Jan 2, 2024 - News

Texas food waste largely comes from households

Estimated Texas food surplus, by sector
Data: ReFED; Note: Manufacturing and food service surplus estimated at the state level from national data; Chart: Simran Parwani/Axios

The table is cleared of holiday food. But those uneaten leftovers have to go somewhere.

What's happening: The amount of surplus food waste in Texas is on the decline, but there were still millions of tons of surplus food in 2022, per data from the nonprofit ReFED released in December.

  • Surplus food is defined as food uneaten or unsold by people and businesses.

Why it matters: Wasting food also wastes the resources that went into producing it, with ripple effects on climate resources and the economy.

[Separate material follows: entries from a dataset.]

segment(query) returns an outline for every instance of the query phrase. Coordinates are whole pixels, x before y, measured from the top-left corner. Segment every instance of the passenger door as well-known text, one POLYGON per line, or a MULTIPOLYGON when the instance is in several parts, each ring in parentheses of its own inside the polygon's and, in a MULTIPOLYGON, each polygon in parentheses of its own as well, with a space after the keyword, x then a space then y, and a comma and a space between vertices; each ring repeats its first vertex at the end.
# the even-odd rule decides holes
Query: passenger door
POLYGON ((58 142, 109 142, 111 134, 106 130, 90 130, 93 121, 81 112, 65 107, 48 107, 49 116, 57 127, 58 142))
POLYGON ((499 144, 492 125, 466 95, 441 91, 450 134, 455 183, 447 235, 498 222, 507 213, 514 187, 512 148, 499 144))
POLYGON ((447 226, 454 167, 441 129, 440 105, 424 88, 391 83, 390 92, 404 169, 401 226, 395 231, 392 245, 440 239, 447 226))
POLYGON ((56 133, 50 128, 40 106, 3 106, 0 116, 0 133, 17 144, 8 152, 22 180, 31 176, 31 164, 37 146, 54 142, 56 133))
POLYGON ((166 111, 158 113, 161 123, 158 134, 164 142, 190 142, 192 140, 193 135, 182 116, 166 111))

  • Nationally, food waste makes up 24% of municipal landfill input and contributes to 6.1% of U.S. greenhouse gas emissions.
  • On average, a person wastes $759 on uneaten food each year.

By the numbers: Texas had about 5.7 million tons of food waste in 2022, the most recent year of data available from the nonprofit.

  • More than half of that came from residential households.
  • Food service accounted for about 23% of Texas food waste in 2022.
  • That was followed by manufacturing at 13%, retail at 6% and farms at nearly 5% of food waste statewide.

Zoom out: Across the country, people and businesses did not eat or sell 88.7 million tons of food.

  • That's equivalent to nearly 145 billion meals worth $473 billion.

The big picture: ReFED suggests following the "Food Waste Five" strategies for reducing waste at home:

  • Store food properly.
  • Freeze food to extend its freshness.
  • Dedicate a day each week for eating leftovers.
  • Understand the meaning behind date "best by" labels.
  • Plan your meals before buying groceries.